HNMD - Hospital Naval Marcílio Dias (RJ) — Prova 2015
Criança de quatro anos, sexo masculino, é levada ao pediatra com edema generalizado e aumento de pressão arterial. Mãe refere que criança apresenta lesões crostosas cutâneas em membros inferiores há um mês. Resultados dos exames colhidos: EAS com hematúria, proteinúria, leucócitos 12 mil/mm³, Ureia sérica 18, Creatinina sérica 0,6. Radiografia de tórax: presença de infiltrados bilaterais pulmonares e aumento de área cardíaca. Em relação a este quadro, qual o melhor tratamento inicial?
GNPE com sobrecarga volêmica → Restrição hídrica, diurético (furosemida) e ATB (penicilina).
O quadro clínico de edema, hipertensão, hematúria e proteinúria em criança com infecção cutânea prévia é altamente sugestivo de Glomerulonefrite Aguda Pós-Estreptocócica (GNPE). O tratamento inicial foca no controle da sobrecarga volêmica e da hipertensão, além da erradicação do estreptococo.
A Glomerulonefrite Aguda Pós-Estreptocócica (GNPE) é uma das causas mais comuns de glomerulonefrite em crianças, tipicamente ocorrendo após uma infecção de pele (impetigo) ou orofaringe por cepas nefritogênicas de Streptococcus pyogenes. O quadro clínico clássico inclui edema (especialmente periorbital), hipertensão arterial, hematúria (urina escura, "cor de coca-cola") e proteinúria, resultantes da deposição de imunocomplexos nos glomérulos e da consequente inflamação. A fisiopatologia envolve uma resposta imune exacerbada aos antígenos estreptocócicos, levando à formação de imunocomplexos que se depositam na membrana basal glomerular, ativando o sistema complemento e desencadeando um processo inflamatório. Isso resulta em dano glomerular, retenção de sódio e água, e consequente sobrecarga volêmica e hipertensão.

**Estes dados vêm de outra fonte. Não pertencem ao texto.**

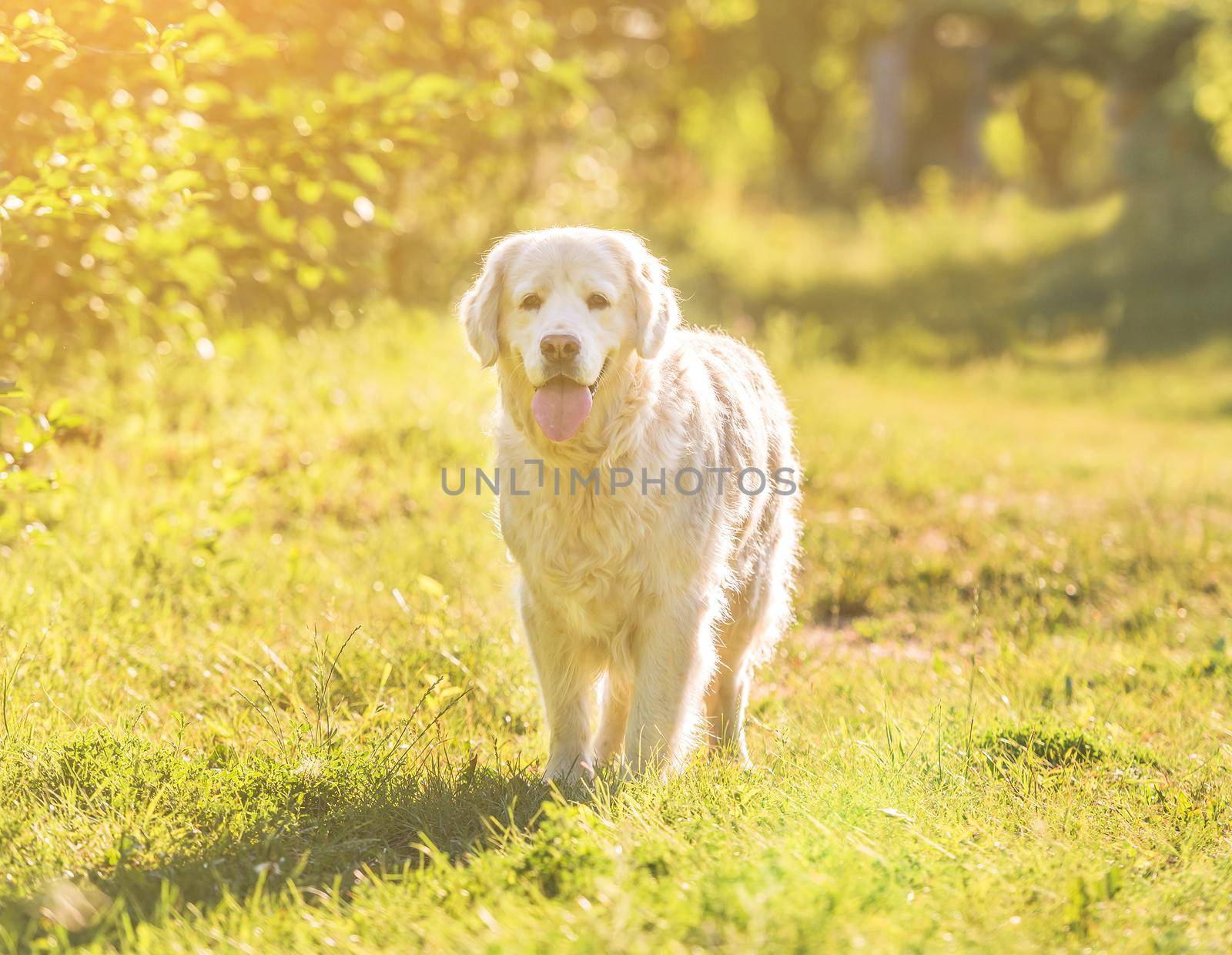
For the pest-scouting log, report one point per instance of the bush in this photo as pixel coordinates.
(248, 159)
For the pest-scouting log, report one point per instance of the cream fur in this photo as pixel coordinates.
(661, 604)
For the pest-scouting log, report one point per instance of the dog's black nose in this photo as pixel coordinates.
(554, 348)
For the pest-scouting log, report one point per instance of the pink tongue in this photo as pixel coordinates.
(561, 406)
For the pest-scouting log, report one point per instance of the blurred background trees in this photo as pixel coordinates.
(940, 178)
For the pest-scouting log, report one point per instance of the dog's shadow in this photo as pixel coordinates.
(326, 846)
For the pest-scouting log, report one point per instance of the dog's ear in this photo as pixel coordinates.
(480, 308)
(653, 299)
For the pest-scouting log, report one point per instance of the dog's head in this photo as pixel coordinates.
(564, 305)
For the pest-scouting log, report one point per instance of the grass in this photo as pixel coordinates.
(263, 690)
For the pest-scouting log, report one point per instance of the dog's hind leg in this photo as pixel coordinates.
(757, 616)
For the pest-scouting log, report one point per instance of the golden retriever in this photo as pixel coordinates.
(651, 498)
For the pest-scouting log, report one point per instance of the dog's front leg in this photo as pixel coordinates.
(567, 677)
(675, 659)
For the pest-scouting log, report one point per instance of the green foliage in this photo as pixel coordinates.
(178, 170)
(229, 166)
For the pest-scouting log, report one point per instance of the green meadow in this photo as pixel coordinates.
(263, 687)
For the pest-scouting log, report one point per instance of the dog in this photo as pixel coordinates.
(636, 588)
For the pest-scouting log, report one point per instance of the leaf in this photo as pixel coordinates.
(277, 227)
(182, 179)
(365, 168)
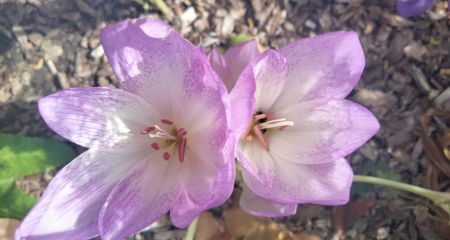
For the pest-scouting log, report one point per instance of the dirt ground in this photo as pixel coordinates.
(46, 46)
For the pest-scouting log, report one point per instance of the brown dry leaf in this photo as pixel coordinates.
(446, 144)
(209, 227)
(241, 224)
(432, 150)
(304, 236)
(7, 228)
(238, 223)
(343, 217)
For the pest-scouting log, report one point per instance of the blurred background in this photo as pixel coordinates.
(47, 46)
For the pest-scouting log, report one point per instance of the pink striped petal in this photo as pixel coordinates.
(70, 205)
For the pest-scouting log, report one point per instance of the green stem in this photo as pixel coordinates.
(436, 197)
(191, 230)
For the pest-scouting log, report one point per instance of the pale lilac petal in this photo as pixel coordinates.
(70, 205)
(411, 8)
(270, 75)
(143, 196)
(327, 183)
(176, 78)
(219, 65)
(324, 130)
(258, 206)
(237, 58)
(204, 188)
(257, 161)
(327, 66)
(99, 117)
(242, 99)
(167, 72)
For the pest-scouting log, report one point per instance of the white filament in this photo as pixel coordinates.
(161, 133)
(276, 123)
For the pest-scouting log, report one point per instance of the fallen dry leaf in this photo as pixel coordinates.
(242, 225)
(446, 144)
(432, 150)
(7, 228)
(343, 217)
(209, 227)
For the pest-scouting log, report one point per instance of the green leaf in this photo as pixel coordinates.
(21, 156)
(241, 37)
(13, 202)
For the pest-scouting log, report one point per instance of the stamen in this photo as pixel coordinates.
(162, 134)
(181, 132)
(260, 116)
(276, 123)
(166, 156)
(155, 146)
(260, 136)
(147, 130)
(181, 149)
(165, 121)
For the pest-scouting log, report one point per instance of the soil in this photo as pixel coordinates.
(47, 46)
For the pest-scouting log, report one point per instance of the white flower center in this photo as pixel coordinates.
(168, 140)
(261, 123)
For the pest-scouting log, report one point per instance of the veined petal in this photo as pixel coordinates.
(258, 206)
(270, 76)
(324, 130)
(99, 117)
(237, 59)
(242, 99)
(257, 161)
(327, 183)
(204, 188)
(70, 205)
(327, 66)
(219, 65)
(411, 8)
(143, 196)
(176, 78)
(166, 72)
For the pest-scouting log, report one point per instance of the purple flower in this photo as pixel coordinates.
(300, 127)
(160, 144)
(411, 8)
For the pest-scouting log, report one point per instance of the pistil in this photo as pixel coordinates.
(175, 136)
(261, 123)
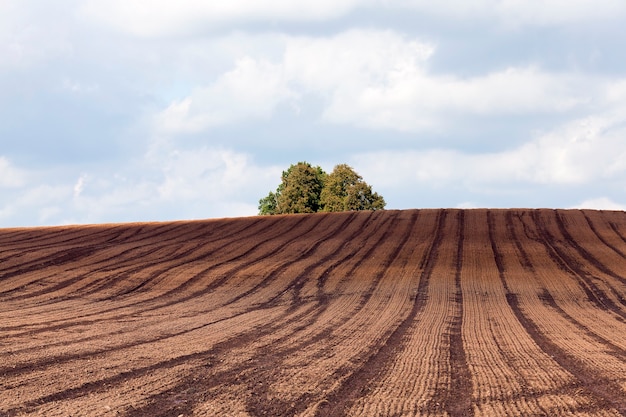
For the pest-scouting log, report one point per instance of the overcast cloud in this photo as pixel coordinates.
(137, 110)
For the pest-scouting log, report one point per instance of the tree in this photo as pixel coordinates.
(298, 192)
(345, 190)
(308, 189)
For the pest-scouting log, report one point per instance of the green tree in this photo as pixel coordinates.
(345, 190)
(299, 191)
(308, 189)
(267, 205)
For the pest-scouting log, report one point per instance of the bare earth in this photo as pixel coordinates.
(393, 313)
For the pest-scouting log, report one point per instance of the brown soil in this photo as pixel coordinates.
(392, 313)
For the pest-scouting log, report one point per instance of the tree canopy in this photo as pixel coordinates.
(308, 189)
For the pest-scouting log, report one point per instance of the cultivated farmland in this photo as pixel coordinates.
(386, 313)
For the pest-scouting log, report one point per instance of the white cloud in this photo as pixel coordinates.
(162, 18)
(159, 18)
(601, 203)
(249, 91)
(520, 12)
(578, 153)
(372, 79)
(10, 176)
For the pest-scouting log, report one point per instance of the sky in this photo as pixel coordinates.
(150, 110)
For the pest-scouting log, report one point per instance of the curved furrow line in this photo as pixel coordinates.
(202, 247)
(58, 359)
(188, 253)
(271, 330)
(260, 402)
(541, 377)
(612, 348)
(258, 371)
(148, 261)
(357, 380)
(459, 400)
(417, 381)
(267, 360)
(47, 237)
(600, 236)
(585, 253)
(99, 315)
(605, 392)
(54, 260)
(570, 265)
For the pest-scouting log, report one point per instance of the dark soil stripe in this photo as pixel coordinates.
(605, 392)
(355, 385)
(459, 401)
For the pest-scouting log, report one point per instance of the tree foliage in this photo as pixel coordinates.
(308, 189)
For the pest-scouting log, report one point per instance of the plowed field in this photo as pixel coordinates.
(389, 313)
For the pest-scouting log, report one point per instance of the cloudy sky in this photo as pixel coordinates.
(143, 110)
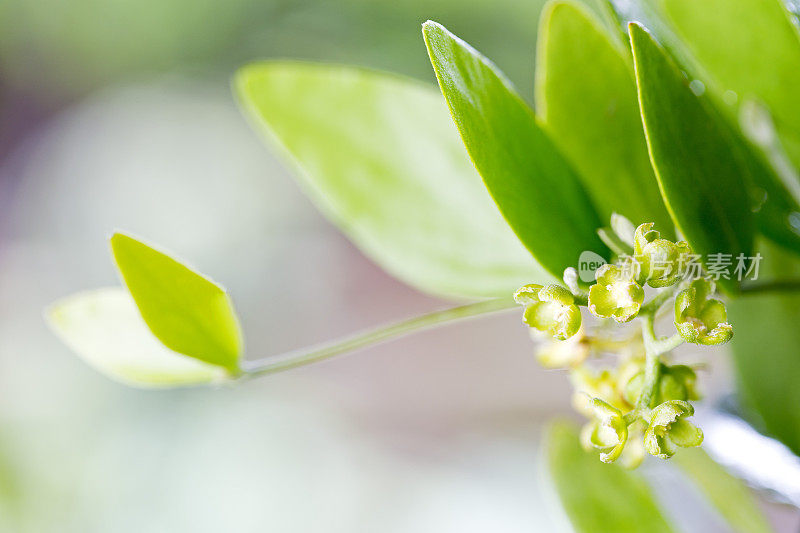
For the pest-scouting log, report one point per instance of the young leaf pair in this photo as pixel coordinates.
(142, 335)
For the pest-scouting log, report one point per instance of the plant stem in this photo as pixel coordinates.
(652, 368)
(658, 300)
(654, 348)
(305, 356)
(775, 285)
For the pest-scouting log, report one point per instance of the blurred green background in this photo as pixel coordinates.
(118, 114)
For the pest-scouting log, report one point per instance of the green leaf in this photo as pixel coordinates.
(702, 175)
(105, 329)
(535, 188)
(586, 100)
(777, 205)
(189, 313)
(748, 47)
(380, 157)
(597, 497)
(765, 350)
(728, 494)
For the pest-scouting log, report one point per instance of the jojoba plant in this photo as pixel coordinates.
(676, 120)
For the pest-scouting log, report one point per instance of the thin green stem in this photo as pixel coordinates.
(652, 368)
(775, 285)
(306, 356)
(654, 348)
(659, 300)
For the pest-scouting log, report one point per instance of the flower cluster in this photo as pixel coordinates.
(641, 403)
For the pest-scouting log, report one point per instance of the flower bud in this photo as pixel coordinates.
(615, 295)
(700, 319)
(550, 309)
(563, 354)
(669, 428)
(607, 433)
(660, 260)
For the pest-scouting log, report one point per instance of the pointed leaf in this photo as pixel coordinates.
(535, 188)
(586, 100)
(189, 313)
(380, 157)
(703, 181)
(598, 497)
(105, 329)
(729, 495)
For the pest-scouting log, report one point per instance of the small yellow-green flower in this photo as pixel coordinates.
(616, 294)
(550, 309)
(700, 319)
(563, 354)
(676, 382)
(669, 428)
(659, 260)
(607, 433)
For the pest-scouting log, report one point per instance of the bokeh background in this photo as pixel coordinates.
(118, 114)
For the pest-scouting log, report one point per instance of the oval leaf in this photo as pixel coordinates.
(380, 157)
(703, 182)
(586, 100)
(105, 329)
(188, 312)
(535, 188)
(595, 496)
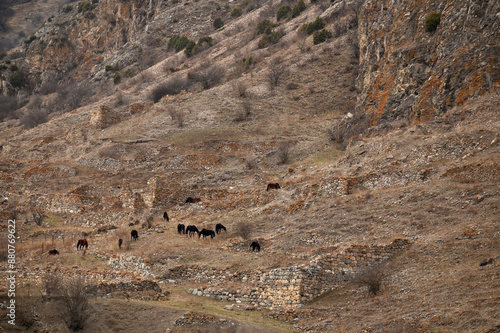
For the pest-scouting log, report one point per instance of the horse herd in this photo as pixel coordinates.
(190, 230)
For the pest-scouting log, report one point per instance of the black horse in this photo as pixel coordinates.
(255, 246)
(82, 243)
(205, 233)
(219, 227)
(192, 200)
(273, 186)
(191, 229)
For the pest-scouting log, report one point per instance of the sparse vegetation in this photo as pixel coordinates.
(321, 36)
(76, 309)
(311, 27)
(172, 87)
(283, 12)
(298, 8)
(236, 12)
(218, 23)
(432, 21)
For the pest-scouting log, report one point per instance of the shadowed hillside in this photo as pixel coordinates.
(378, 121)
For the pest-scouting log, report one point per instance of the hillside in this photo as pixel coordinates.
(383, 138)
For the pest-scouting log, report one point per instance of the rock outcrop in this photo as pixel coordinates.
(410, 73)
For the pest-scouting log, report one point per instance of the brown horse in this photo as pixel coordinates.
(82, 243)
(273, 186)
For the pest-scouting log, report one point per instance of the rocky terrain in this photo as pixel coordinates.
(383, 138)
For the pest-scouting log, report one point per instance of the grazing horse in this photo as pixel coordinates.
(219, 227)
(191, 229)
(255, 246)
(205, 233)
(273, 186)
(82, 243)
(192, 200)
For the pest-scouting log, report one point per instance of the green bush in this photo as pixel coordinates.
(311, 27)
(236, 12)
(320, 36)
(298, 8)
(432, 21)
(18, 79)
(283, 12)
(218, 23)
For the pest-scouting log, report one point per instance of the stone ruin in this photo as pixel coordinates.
(289, 287)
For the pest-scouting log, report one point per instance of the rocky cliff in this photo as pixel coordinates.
(408, 72)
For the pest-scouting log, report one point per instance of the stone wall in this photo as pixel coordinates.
(104, 117)
(287, 287)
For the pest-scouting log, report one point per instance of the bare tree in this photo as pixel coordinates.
(76, 308)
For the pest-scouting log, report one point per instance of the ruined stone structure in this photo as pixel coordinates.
(290, 286)
(104, 117)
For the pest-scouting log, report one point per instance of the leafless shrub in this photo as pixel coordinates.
(110, 152)
(208, 75)
(276, 73)
(52, 283)
(38, 215)
(25, 311)
(149, 221)
(8, 104)
(241, 89)
(347, 127)
(76, 308)
(173, 86)
(177, 116)
(243, 113)
(371, 277)
(244, 229)
(283, 153)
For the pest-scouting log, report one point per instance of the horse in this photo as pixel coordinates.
(273, 186)
(219, 227)
(191, 229)
(192, 200)
(255, 246)
(205, 233)
(81, 244)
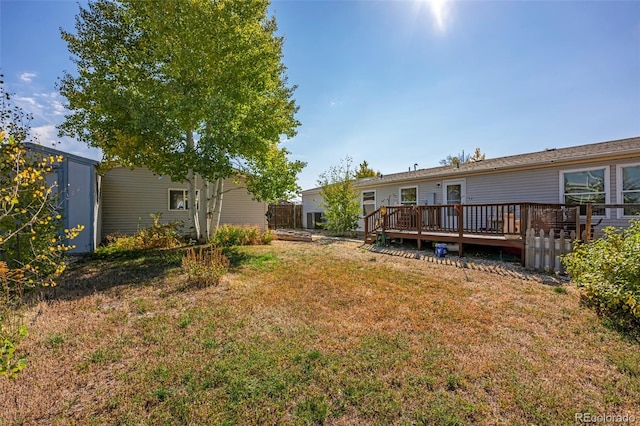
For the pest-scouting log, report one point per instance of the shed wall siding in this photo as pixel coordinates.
(238, 208)
(310, 204)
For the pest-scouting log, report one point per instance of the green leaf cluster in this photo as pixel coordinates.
(608, 272)
(184, 86)
(339, 198)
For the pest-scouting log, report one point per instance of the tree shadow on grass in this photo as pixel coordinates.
(98, 272)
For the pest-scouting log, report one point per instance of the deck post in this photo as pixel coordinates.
(587, 237)
(419, 226)
(459, 209)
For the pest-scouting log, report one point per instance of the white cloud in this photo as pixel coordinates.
(440, 12)
(28, 76)
(47, 135)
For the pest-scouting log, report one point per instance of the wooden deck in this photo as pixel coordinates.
(502, 225)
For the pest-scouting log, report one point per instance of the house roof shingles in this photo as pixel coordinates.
(582, 153)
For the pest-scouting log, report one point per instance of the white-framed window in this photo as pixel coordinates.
(179, 199)
(368, 202)
(628, 184)
(409, 196)
(585, 186)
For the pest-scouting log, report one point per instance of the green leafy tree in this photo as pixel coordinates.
(364, 171)
(607, 270)
(188, 89)
(31, 241)
(463, 158)
(339, 198)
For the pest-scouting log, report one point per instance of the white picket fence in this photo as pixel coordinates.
(543, 251)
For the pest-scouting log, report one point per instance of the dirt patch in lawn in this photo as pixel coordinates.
(323, 332)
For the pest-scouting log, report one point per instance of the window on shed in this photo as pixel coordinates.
(630, 189)
(368, 202)
(582, 187)
(179, 199)
(409, 196)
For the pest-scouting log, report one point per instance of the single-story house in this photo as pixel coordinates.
(122, 200)
(131, 196)
(601, 173)
(77, 186)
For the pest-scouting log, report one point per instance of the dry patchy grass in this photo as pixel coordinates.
(302, 333)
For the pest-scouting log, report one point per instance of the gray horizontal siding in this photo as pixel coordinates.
(540, 185)
(130, 197)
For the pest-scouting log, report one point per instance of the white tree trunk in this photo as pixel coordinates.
(191, 180)
(216, 197)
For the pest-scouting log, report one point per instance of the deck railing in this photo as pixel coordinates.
(499, 219)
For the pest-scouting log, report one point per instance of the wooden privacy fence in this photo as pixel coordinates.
(543, 250)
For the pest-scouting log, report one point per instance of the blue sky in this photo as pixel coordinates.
(402, 82)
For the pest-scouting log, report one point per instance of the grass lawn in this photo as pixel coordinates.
(304, 333)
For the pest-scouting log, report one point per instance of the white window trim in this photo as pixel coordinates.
(607, 185)
(620, 212)
(400, 195)
(375, 199)
(184, 197)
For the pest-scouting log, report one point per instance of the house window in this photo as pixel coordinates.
(368, 202)
(629, 187)
(409, 196)
(179, 199)
(582, 187)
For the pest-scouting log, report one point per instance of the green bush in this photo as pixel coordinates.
(231, 235)
(608, 272)
(156, 236)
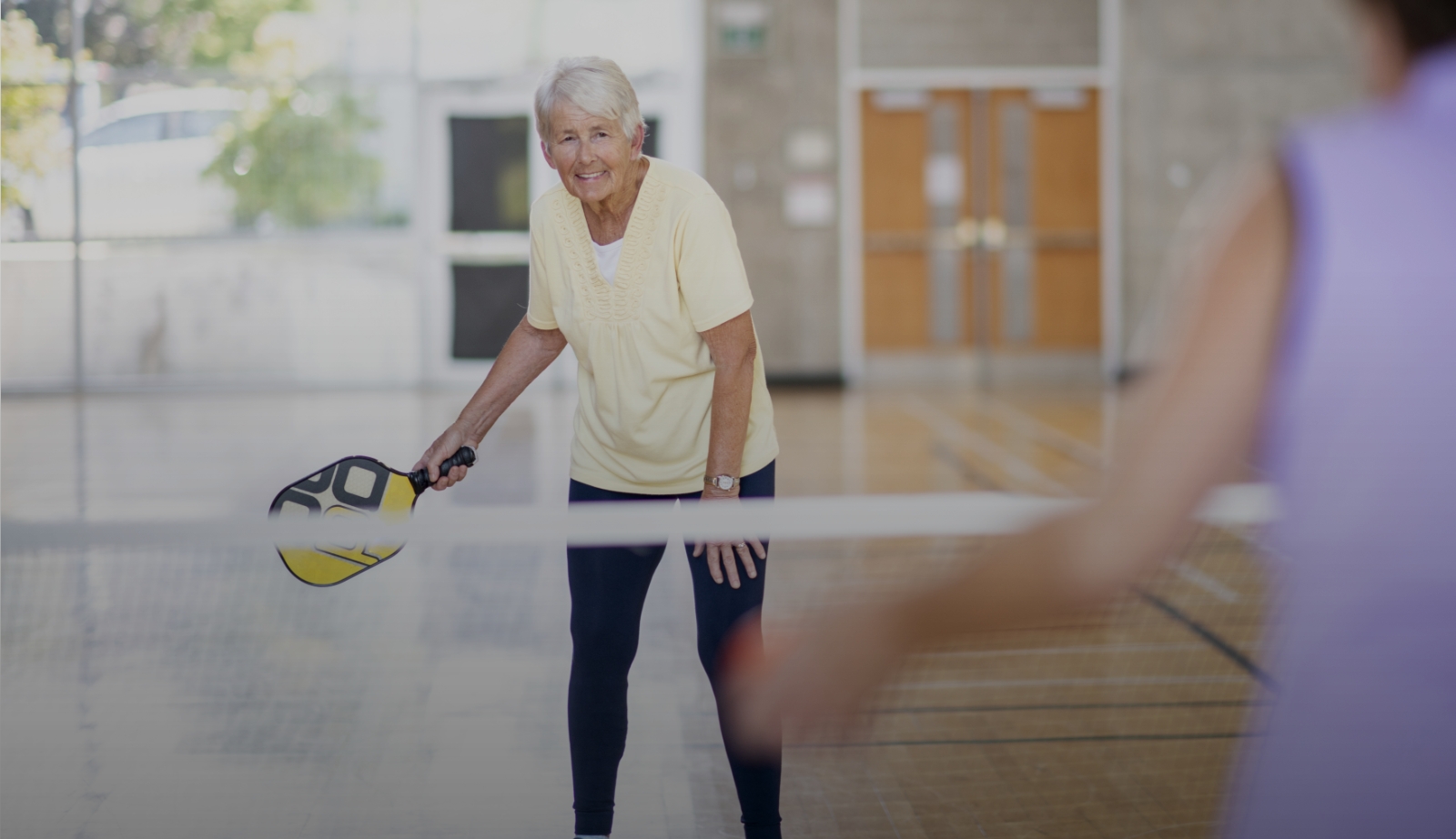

As complicações mais graves são a encefalopatia hipertensiva, insuficiência cardíaca congestiva e edema agudo de pulmão, como sugerido pelos infiltrados pulmonares e aumento da área cardíaca no caso. O tratamento inicial da GNPE é predominantemente de suporte e visa controlar as complicações da sobrecarga volêmica e da hipertensão. Isso inclui restrição hídrica e de sódio, uso de diuréticos de alça (como a furosemida) para promover a diurese e anti-hipertensivos, se necessário. A antibioticoterapia com penicilina é indicada para erradicar a bactéria e prevenir a disseminação, mas não altera o curso da doença renal já estabelecida. A reposição volêmica ou de albumina é contraindicada, pois agravaria a sobrecarga.
Os principais sinais são edema (periorbital, membros), hipertensão arterial, oligúria, urina escura (hematúria macroscópica) e, frequentemente, história de infecção estreptocócica prévia (faringite ou impetigo).
A restrição hídrica e o uso de diuréticos como a furosemida são cruciais para controlar a sobrecarga volêmica, reduzir o edema, a hipertensão e prevenir complicações como a insuficiência cardíaca congestiva e o edema agudo de pulmão.
A penicilina é utilizada para erradicar a cepa nefritogênica de Streptococcus pyogenes, prevenindo a disseminação da infecção e protegendo contatos próximos, embora não altere o curso da glomerulonefrite já instalada.